Stranded By Northwest, Passenger Takes Car
By Jessica Dasilva, Tampa Tribune, Fla.
Jul. 22–On Sunday afternoon, when Detroit-bound passengers stuck in the Dayton, Ohio, airport, learned their plane’s repairs would take until 6 p.m., Margaret Hedgepeth rented a car and high-tailed it out of there.
Hedgepeth, 37, of Palm Harbor, had had enough.
The Northwest Airlines Tampa-to-Detroit flight had already been delayed half an hour on takeoff. Then, approaching Dayton, passengers heard over the public address that they had to make an emergency landing. Then they put down in the middle of an air show. Then there were questions on when or whether they would take off again.
“When we landed, we were greeted by a firetruck that just kind of stared at us while they looked at the engine,” Hedgepeth said. “No one said anything to us, so we were left to wonder. I was sitting over the wing, so I could see everything.”
She decided to drive to Detroit, thinking she could make the three-hour trip quicker than the plane.
She was right. The other passengers later were put on buses for Detroit and arrived nearly two hours after her.
The plane was forced to land when a computer for one of the engines failed, said Northwest spokeswoman Leslie Parker. The crew shut down the engine and landed as a precaution. The problem with the computer has not been explained, Parker said.
The delay in Tampa had nothing to do with the computer problem, she said. Passengers were told it was a hydraulics problem.
Hedgepeth didn’t like the sound of that.
“You know it’s not good,” she said. “I don’t even know much about cars, and I know that isn’t good.”
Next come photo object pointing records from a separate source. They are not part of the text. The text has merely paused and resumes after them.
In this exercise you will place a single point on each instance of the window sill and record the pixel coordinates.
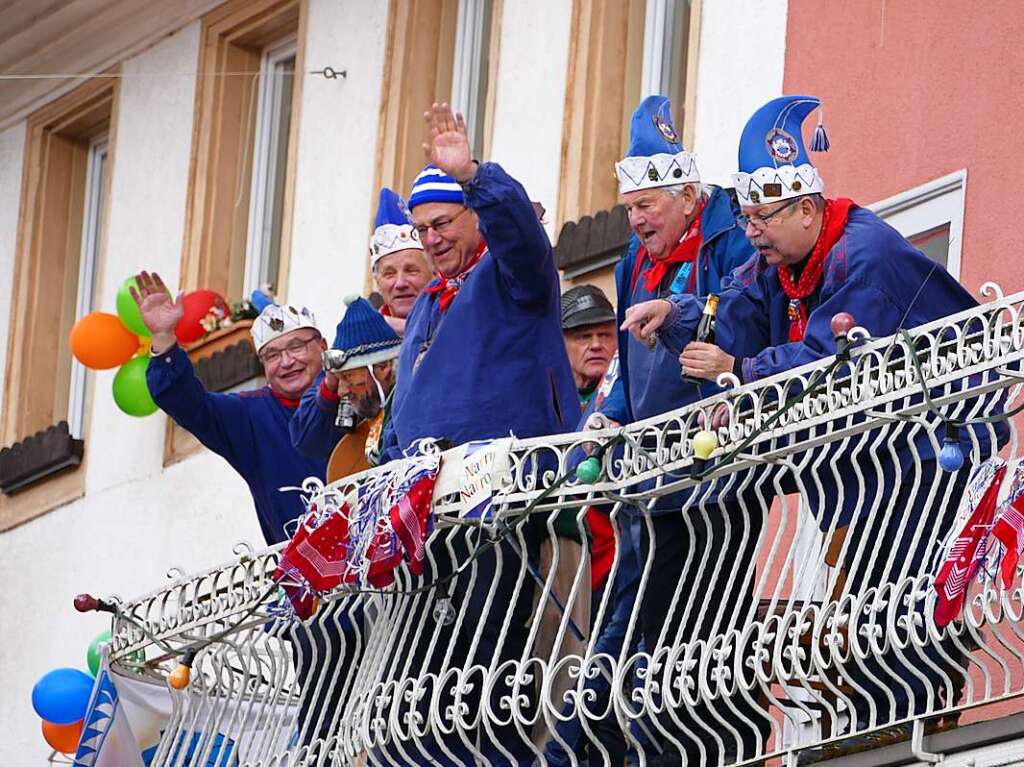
(39, 474)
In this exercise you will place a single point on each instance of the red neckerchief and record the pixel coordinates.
(686, 251)
(833, 223)
(449, 286)
(290, 403)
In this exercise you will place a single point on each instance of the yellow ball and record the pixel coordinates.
(705, 443)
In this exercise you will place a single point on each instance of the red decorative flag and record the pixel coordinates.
(320, 555)
(1009, 530)
(966, 556)
(411, 518)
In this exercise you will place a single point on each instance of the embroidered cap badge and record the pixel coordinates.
(781, 145)
(666, 129)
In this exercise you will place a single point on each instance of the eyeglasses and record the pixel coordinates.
(292, 348)
(761, 220)
(439, 225)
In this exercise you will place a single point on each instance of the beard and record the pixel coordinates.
(367, 407)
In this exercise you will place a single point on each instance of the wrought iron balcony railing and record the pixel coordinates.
(777, 599)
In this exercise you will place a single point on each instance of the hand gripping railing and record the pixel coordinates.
(777, 597)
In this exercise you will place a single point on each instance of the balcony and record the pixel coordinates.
(776, 600)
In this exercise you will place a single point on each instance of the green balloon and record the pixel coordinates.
(589, 471)
(130, 390)
(128, 309)
(93, 655)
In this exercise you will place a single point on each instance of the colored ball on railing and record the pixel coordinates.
(951, 457)
(131, 393)
(128, 310)
(62, 737)
(705, 443)
(94, 655)
(589, 471)
(86, 603)
(842, 324)
(62, 695)
(100, 341)
(197, 305)
(180, 677)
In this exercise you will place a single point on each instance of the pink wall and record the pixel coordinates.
(915, 89)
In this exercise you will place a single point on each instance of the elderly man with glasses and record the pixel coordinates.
(482, 357)
(248, 429)
(817, 257)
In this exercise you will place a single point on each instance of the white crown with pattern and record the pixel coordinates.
(275, 321)
(774, 184)
(637, 173)
(391, 238)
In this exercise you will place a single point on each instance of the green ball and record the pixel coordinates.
(589, 471)
(93, 655)
(128, 309)
(130, 390)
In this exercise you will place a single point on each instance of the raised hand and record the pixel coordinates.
(449, 145)
(160, 312)
(644, 318)
(705, 360)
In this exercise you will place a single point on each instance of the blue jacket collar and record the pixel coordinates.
(718, 216)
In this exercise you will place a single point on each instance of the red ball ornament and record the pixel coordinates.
(842, 324)
(197, 305)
Once the plane took off, it was smooth flying with no turbulence. That’s why Hedgepeth was surprised to hear that the plane was making an emergency landing in Ohio.
Passengers began chit-chatting about what could be wrong. Soon after, another announcement was made saying it was not a major emergency.
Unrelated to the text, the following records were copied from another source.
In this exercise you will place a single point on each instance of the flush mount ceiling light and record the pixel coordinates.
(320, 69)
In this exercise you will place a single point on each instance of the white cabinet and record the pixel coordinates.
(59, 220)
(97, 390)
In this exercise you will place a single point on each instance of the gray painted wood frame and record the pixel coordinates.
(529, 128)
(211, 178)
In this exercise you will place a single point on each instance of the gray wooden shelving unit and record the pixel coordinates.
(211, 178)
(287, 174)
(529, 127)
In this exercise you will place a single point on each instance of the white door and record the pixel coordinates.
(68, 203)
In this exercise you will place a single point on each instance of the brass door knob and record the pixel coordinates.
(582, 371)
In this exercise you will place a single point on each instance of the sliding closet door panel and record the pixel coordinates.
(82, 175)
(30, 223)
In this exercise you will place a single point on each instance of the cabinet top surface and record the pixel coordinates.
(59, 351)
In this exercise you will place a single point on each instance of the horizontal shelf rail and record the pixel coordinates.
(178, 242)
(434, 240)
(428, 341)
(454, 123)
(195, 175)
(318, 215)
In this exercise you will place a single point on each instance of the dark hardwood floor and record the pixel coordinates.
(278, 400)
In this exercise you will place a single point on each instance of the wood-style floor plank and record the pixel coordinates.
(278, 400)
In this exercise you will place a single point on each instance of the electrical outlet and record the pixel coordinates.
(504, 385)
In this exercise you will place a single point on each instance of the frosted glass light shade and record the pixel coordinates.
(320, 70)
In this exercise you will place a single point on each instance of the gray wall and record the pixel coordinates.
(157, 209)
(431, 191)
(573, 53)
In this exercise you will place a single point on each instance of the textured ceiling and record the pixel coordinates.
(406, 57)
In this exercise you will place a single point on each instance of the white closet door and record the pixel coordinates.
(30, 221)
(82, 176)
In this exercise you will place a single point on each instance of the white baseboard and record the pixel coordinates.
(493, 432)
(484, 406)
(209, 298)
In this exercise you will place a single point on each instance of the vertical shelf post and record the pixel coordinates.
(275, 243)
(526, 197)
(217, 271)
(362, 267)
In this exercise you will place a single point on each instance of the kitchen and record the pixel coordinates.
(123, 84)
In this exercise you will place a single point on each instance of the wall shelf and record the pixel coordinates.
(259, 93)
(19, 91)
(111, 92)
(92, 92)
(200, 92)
Flight attendants made sure all baggage was stored properly and that everyone was buckled in and upright.
Once the plane was on the ground, Hedgepeth said, a man in her row exhaled as if he had been holding his breath the whole time. Then he said, “I’ve never been so scared in my life.”
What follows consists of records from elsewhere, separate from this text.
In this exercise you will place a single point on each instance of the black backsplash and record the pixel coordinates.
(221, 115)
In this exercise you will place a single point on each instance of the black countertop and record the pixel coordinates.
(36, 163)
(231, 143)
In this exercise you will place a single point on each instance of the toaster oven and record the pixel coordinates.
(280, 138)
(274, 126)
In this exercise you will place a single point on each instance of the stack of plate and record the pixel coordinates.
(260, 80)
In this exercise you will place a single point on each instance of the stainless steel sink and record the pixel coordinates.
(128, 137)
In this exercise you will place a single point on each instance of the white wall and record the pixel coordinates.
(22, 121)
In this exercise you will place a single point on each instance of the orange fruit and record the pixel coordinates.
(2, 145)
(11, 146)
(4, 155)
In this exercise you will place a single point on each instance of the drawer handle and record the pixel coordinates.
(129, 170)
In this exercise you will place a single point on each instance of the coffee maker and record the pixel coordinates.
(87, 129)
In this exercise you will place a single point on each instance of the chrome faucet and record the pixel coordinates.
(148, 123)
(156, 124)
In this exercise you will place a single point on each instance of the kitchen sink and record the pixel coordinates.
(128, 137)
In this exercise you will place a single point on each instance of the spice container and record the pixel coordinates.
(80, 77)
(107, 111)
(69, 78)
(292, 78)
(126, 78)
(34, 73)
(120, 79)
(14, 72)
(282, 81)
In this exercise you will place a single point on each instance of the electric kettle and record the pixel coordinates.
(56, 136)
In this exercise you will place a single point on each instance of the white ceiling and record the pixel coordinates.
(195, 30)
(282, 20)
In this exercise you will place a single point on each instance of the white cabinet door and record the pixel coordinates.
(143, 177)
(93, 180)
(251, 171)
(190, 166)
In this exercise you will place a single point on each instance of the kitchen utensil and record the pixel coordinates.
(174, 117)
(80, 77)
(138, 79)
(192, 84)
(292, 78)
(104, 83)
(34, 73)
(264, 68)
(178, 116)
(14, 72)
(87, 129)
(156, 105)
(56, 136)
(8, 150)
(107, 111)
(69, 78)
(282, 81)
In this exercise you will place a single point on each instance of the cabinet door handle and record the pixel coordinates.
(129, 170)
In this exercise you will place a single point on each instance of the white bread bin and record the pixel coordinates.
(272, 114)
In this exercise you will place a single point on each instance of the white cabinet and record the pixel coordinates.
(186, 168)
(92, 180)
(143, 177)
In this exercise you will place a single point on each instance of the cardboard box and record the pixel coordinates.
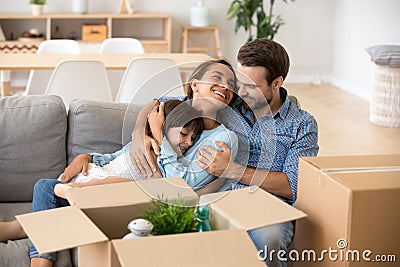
(352, 206)
(94, 33)
(99, 221)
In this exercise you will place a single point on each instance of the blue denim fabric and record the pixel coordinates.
(45, 199)
(275, 237)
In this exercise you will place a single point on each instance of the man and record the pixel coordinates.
(295, 134)
(272, 132)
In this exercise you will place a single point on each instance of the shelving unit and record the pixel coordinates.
(153, 30)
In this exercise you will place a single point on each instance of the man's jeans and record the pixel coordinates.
(270, 240)
(45, 199)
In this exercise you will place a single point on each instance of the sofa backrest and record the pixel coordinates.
(102, 127)
(32, 143)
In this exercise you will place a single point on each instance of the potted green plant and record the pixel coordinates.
(37, 7)
(171, 217)
(244, 11)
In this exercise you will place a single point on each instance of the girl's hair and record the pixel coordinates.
(181, 114)
(198, 74)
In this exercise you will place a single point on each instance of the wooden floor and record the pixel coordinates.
(343, 121)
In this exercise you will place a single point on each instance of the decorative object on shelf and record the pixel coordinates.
(94, 32)
(2, 37)
(171, 217)
(37, 7)
(200, 16)
(80, 6)
(139, 228)
(125, 4)
(243, 11)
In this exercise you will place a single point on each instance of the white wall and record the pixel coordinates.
(359, 24)
(325, 39)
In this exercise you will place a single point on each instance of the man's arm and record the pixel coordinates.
(221, 164)
(274, 182)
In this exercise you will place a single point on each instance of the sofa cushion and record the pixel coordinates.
(102, 127)
(16, 253)
(32, 143)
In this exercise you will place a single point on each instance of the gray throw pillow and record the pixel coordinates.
(385, 55)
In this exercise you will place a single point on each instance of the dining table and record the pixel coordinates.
(186, 62)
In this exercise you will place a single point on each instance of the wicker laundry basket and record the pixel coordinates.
(385, 96)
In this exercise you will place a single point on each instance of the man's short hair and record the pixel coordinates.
(265, 53)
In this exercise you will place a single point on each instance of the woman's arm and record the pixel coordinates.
(195, 176)
(140, 152)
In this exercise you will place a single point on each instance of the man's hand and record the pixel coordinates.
(216, 162)
(80, 164)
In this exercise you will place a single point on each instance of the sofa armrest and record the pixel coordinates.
(32, 143)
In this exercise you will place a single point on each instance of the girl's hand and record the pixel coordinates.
(80, 164)
(156, 120)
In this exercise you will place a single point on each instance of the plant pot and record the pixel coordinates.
(37, 10)
(80, 6)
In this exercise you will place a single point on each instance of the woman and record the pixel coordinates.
(211, 88)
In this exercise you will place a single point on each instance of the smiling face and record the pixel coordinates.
(181, 138)
(255, 90)
(214, 90)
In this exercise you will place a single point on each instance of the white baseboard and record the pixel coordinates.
(321, 79)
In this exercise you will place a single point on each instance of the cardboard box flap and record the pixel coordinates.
(369, 180)
(169, 188)
(58, 229)
(215, 248)
(248, 208)
(362, 162)
(130, 192)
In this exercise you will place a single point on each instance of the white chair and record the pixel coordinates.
(146, 78)
(119, 46)
(85, 79)
(39, 79)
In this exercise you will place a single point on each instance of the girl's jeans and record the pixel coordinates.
(45, 199)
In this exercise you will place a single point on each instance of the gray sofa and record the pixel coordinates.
(38, 138)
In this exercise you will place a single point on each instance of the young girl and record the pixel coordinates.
(182, 125)
(211, 88)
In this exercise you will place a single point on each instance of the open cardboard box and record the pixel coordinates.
(100, 217)
(352, 206)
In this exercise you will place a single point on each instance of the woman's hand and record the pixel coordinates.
(156, 120)
(80, 164)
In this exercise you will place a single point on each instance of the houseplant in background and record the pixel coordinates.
(37, 7)
(244, 11)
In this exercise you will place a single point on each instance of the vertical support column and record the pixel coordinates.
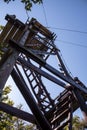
(21, 84)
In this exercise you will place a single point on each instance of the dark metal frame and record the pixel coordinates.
(48, 113)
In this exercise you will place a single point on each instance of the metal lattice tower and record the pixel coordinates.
(25, 53)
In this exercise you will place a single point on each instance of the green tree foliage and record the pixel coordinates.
(8, 122)
(28, 3)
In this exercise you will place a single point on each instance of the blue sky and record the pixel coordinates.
(69, 14)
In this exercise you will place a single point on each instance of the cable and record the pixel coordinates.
(45, 14)
(70, 30)
(72, 43)
(27, 16)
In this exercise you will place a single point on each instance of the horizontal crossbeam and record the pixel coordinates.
(18, 113)
(46, 66)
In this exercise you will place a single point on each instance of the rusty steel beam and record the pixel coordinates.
(18, 113)
(22, 86)
(47, 66)
(41, 72)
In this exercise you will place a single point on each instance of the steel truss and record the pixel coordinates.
(25, 53)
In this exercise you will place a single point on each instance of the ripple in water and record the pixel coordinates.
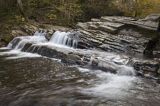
(108, 85)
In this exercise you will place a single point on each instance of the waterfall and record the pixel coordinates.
(19, 42)
(64, 38)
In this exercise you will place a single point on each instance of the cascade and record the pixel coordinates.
(64, 38)
(19, 42)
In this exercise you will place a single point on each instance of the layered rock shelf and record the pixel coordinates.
(123, 37)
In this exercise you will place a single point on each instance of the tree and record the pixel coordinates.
(20, 7)
(151, 45)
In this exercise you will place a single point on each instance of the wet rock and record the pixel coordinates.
(26, 47)
(72, 59)
(147, 68)
(83, 45)
(14, 42)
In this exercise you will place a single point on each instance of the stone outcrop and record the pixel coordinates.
(122, 35)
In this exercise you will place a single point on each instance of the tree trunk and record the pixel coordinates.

Passengers weren’t informed about anything until 30 minutes later when they were allowed to exit the plane around 1 p.m.
Marcy Wright, spokeswoman for Dayton International Airport, said having firetrucks, firefighters and police officers on scene is protocol for emergency landings.
A Northwest Airlines official was present at the airport to explain the condition of the plane to the passengers and hand out food vouchers and vouchers for $25 off their next Northwest flight.
Some passengers stuck around to watch the air show, others became angry when Northwest Airlines wouldn’t release their luggage. Hedgepeth only had one carry-on bag and grabbed it.
There was some confusion in the airport as well, Hedgepeth said. One passenger who didn’t speak English left the airport thinking he was in Detroit only to return about an hour later when he figured it out.
After an hour and a half of waiting, she rented the car.
She said she thought Northwest Airlines handled the problem as best it could. Still, she thought passengers should have been told emergency equipment and personnel would be on the tarmac when they arrived. Not knowing beforehand spooked her.
And she noted that Northwest Airlines would not pay for rental cars.
“I was a little surprised they weren’t more willing to pay for expenses. I didn’t have to worry about it because I’m on business, but a lot of people were traveling on their own money.”